We are using jgroups-3.0.3.Final as a cluster wide locking implementation in a cluster of two nodes. Our JGroups settings(simplified) is as follows:
<config xmlns="urn:org:jgroups"
xmlns:xsi="http://www.w3.org/2001/XMLSchema-instance"
xsi:schemaLocation="urn:org:jgroups http://www.jgroups.org/schema/JGroups-3.0.xsd">
<TCP bind_port="7800" .../>
<TCPPING .../>
<MERGE2 min_interval="10000" max_interval="30000"/>
<FD_SOCK/>
<FD timeout="3000" max_tries="3" />
<VERIFY_SUSPECT timeout="1500" />
...
<PEER_LOCK/>
</config>
We perform lock/unlock as follows:
Lock lock = getLockService().getLock("mylock");
try
{
lock.tryLock();
//do something
}
finally
{
lock.unlock();
}
We are expecting false failure detection several times a day, probably because of too low timeout value of FD. What is worse, we often have several locks hanging forever if they were obtained during such false FD.
scenario is this:
- We have a cluster view of {A,B|1}
- Wait until failure detected, but both nodes are alive (false FD).
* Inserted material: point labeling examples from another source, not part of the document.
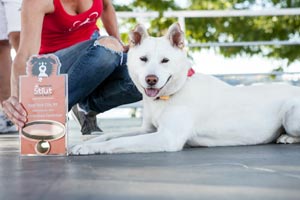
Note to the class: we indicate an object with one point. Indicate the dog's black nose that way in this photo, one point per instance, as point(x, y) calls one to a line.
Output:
point(151, 80)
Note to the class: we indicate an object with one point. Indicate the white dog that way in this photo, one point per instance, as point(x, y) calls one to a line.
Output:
point(199, 110)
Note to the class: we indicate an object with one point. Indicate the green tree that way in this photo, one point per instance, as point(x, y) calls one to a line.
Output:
point(227, 29)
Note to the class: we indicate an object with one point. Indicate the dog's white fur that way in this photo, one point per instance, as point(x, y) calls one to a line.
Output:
point(201, 110)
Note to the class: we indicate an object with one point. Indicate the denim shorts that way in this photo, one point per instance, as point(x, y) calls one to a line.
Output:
point(98, 77)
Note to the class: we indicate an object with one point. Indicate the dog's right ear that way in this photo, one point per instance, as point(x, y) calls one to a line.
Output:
point(137, 35)
point(34, 60)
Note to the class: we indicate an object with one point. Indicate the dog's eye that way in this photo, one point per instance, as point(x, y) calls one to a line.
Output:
point(165, 60)
point(144, 58)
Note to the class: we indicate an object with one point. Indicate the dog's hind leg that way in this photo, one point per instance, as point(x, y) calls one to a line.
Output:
point(291, 123)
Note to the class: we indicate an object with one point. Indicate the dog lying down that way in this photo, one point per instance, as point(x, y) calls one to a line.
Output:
point(197, 110)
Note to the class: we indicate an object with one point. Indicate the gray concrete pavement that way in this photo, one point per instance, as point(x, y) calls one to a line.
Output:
point(250, 172)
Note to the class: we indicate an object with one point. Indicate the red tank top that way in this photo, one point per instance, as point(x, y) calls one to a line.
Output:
point(61, 30)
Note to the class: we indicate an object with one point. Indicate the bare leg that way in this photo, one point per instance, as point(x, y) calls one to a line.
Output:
point(5, 66)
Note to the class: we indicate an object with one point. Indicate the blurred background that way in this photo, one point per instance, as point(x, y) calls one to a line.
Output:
point(225, 37)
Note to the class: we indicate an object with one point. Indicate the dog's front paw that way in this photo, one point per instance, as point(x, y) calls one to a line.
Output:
point(82, 149)
point(286, 139)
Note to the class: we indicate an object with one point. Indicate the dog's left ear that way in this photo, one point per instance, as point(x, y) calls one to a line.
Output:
point(176, 35)
point(137, 35)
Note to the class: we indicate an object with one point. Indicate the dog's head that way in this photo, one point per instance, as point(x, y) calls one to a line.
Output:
point(157, 66)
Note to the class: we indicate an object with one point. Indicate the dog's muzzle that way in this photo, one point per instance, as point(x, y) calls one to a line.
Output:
point(151, 90)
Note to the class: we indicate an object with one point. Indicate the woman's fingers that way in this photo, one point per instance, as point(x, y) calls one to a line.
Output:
point(15, 111)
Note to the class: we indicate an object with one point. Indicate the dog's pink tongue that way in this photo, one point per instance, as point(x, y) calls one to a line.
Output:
point(151, 92)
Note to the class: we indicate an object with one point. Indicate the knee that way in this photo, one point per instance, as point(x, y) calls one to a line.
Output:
point(14, 39)
point(111, 43)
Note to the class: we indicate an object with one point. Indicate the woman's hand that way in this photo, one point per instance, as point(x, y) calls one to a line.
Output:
point(15, 111)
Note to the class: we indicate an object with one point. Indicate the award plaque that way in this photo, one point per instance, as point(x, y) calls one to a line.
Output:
point(43, 93)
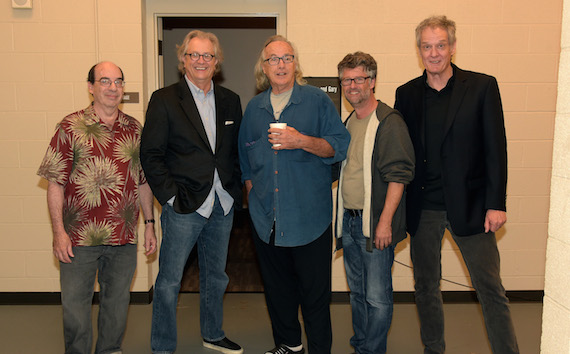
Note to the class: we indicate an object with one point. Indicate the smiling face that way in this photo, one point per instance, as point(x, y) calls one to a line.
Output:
point(281, 76)
point(436, 52)
point(200, 72)
point(358, 94)
point(106, 97)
- Node A will suspect Node B and create new view, {A|2}
- Suspected Node B will be still in view {A,B|1}.
- Node B is trying to obtain a lock "mylock".
- Node A discards grant lock messages from Node B, as it is in different view.
- View merge is performed, and new view is created - {A,B|3}
Problem: a thread which try to get "mylock" hangs in lock.tryLock();
line,
each subsequent attempts to get "mylock" fail as well.
We have used tryLock(long time, TimeUnit unit)
with timeout specified, and seems it solved the problem.
Question: Does it means that JGroups impl. of Lock.tryLock() without timeout have a bug and should be avoided?
Thanks.